Description
Pipeline for the demonstration of Datrics' abilities to preprocess and aggregate historical data from different files related to different departments' store sales. The main goal is to align data and create one united dataset on a store level for further processing.
Problem Statement
As an input, we have 4 CSV files appr. 50k of rows each with historical data from 4 different countries with data from stores within each of them. All files contain the same data with alike column names and mixed data types.
Data Processing Scenario
Each file contains data related to the store, department, regional activity for the given dates, and total weekly sales.

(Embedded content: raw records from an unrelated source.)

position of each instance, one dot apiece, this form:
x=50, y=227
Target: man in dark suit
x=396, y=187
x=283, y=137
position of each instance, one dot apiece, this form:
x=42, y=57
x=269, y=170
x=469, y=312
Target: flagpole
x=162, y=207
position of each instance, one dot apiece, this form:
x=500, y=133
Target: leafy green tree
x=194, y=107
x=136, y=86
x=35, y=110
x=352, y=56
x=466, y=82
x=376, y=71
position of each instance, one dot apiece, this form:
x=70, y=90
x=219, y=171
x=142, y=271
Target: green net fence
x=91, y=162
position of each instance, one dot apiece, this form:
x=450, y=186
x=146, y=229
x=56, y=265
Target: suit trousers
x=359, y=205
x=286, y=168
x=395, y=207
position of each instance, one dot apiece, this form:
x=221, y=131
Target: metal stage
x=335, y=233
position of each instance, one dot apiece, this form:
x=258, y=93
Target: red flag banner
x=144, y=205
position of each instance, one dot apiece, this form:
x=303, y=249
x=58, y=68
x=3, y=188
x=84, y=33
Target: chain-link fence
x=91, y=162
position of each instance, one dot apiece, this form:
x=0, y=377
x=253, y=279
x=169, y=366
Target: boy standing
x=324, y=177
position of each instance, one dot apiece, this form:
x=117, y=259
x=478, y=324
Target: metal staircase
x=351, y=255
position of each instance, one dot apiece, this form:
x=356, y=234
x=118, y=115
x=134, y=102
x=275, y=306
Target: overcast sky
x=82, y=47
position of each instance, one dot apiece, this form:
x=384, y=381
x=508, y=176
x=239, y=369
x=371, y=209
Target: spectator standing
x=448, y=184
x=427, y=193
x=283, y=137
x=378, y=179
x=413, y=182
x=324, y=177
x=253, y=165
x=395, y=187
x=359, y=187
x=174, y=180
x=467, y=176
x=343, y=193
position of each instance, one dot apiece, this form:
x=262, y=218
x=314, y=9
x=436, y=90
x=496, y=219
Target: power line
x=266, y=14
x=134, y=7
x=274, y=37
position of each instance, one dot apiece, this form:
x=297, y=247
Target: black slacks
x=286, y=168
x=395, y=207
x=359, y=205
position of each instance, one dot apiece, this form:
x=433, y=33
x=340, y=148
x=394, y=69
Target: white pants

After aligning column names each file contains the following fields:
- Country - the country id
- Store - the store number
- StoreSize - the store size
- Department - the department number
- Date - the first day of the week
- Temperature - average temperature in the region
- FuelPrice - cost of fuel in the region
- MarkDown1-5 - anonymized data related to promotional markdowns that the store is running. MarkDown data is only available after Nov 2011 and is not available for all stores all the time. Any missing value is marked with an NA.
- CPI - the consumer price index
- UnemploymentRate - the unemployment rate
- IsHoliday - whether the week is a special holiday week
- WeeklySales - total amount of sales
The second step is to filter columns that are needed for further union and aggregation. As we want to have sales data on a store level, columns such as MarkDown1-5 are filtered.
The next step is to unite all the data in one dataset and align the data types within it, and aggregate the dataset to get weekly data for each store.
Pipeline
All bricks are logically gathered into three sub-groups: preprocessing, aggregating, and visualizing data.
Final dataset can be visualised using Pivot Table.